About this work
What stops you first is the face — lit not by daylight but by something elemental and theatrical. To Alice Pike Barney, even the devil is a woman, and she makes this clear without apology: hellfire plays across the features, rendering one side of the face a scorched red, another a ghastly green, while dull ruby points gleam in Lucifer's eyes.
Executed in pastel on canvas at 30 by 25 inches , the work operates at the intimate scale of a portrait yet carries the psychological voltage of an allegory. The medium is crucial — pastel allows Barney to smear heat into the shadows and pull an almost phosphorescent glow from the skin, the pigment itself seeming to combust. The composition is close, confrontational, the figure filling the picture plane and leaving the viewer nowhere to look but directly into those burning eyes.
By 1902, Natalie Clifford Barney's fame was rapidly growing, and she relished the opportunity to be cast in her mother's work, this time as a villain. The timing carries biographical weight: her father had bought and destroyed the publisher's remaining stock and printing plates of her first book of lesbian love poems, and until his death that same year, Natalie had been forced to publish under a pseudonym. That Alice would cast her daughter as Lucifer in this charged moment — not as fallen angel but as defiant, luminous rebel — reads as something between maternal provocation and dark tribute. Lucifer was originally associated by the Romans with the planet Venus, symbolizing love, Dionysus, and jealousy , a layer of classical ambiguity that aligns precisely with Alice's Symbolist influences. Working extensively in pastel as well as oils, she specialized in human subjects — portraits, costumed "types," religious and mythological figures — and here those categories collapse into one another with unusual force.
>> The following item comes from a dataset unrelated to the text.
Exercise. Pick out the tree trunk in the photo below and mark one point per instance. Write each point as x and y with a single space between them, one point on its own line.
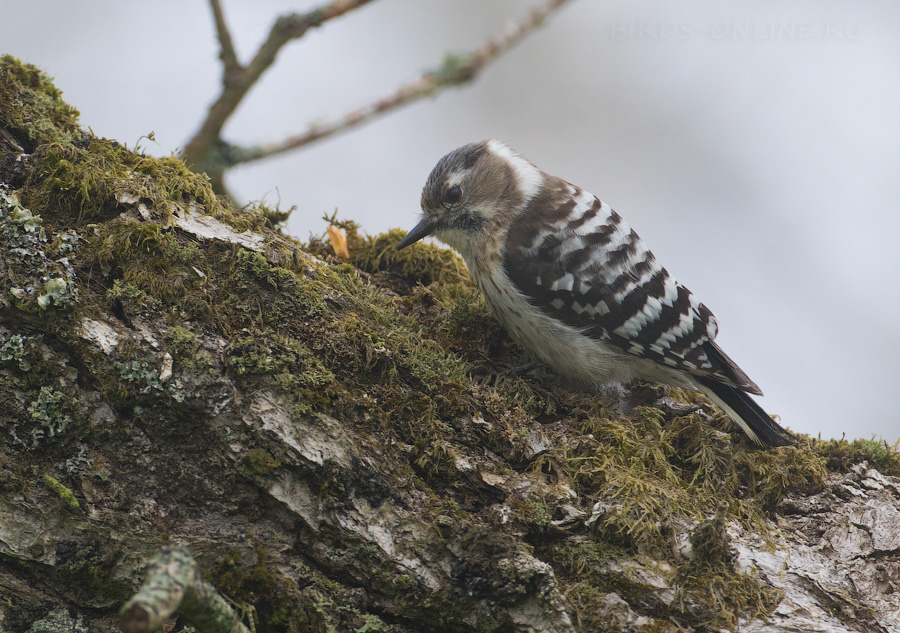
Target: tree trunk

This is a painting for rooms that aren't afraid of drama. The palette of ember-reds, sulfurous greens, and deep shadow reads powerfully against dark walls — charcoal plaster, aged wood, matte black — and holds its own in the kind of space where art is meant to unsettle as well as decorate. It speaks to the viewer who values portraits as psychological events rather than decorative gestures: collectors drawn to Symbolism, to queer history, to work that carries a genuine biographical charge. Hang it where it can be met at close range. Its intensity rewards proximity.